In this paper, the problem of designing a linear precoder for Multiple-Input
Multiple-Output (MIMO) systems in conjunction with Quadrature Amplitude
Modulation (QAM) is addressed. First, a novel and efficient methodology to
evaluate the input-output mutual information for a general Multiple-Input
Multiple-Output (MIMO) system as well as its corresponding gradients is
presented, based on the Gauss-Hermite quadrature rule. Then, the method is
exploited in a block coordinate gradient ascent optimization process to
determine the globally optimal linear precoder with respect to the MIMO
input-output mutual information for QAM systems with relatively moderate MIMO
channel sizes.
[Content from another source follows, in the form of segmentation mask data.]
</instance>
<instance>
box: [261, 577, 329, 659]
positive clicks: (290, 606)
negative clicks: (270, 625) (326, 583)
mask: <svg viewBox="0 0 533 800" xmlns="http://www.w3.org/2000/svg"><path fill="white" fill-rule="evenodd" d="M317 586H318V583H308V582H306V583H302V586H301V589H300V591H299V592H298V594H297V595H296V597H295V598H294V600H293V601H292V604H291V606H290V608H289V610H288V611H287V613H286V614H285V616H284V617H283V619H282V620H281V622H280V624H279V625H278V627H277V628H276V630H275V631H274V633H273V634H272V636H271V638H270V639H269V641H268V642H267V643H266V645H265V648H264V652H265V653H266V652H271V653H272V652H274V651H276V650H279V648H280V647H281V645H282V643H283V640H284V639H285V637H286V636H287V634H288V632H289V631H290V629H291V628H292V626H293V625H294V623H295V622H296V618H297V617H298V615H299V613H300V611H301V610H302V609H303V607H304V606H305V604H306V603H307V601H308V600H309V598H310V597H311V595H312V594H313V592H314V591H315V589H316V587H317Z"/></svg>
The proposed methodology is next applied in conjunction with the
complexity-reducing per-group processing (PGP) technique, which is
semi-optimal, to both perfect channel state information at the transmitter
(CSIT) as well as statistical channel state information (SCSI) scenarios, with
high transmitting and receiving antenna size, and for constellation size up to
$M=64$. We show by numerical results that the precoders developed offer
significantly better performance than the configuration with no precoder, and
the maximum diversity precoder for QAM with constellation sizes $M=16,~32$, and
$~64$ and for MIMO channel size $100\times100$.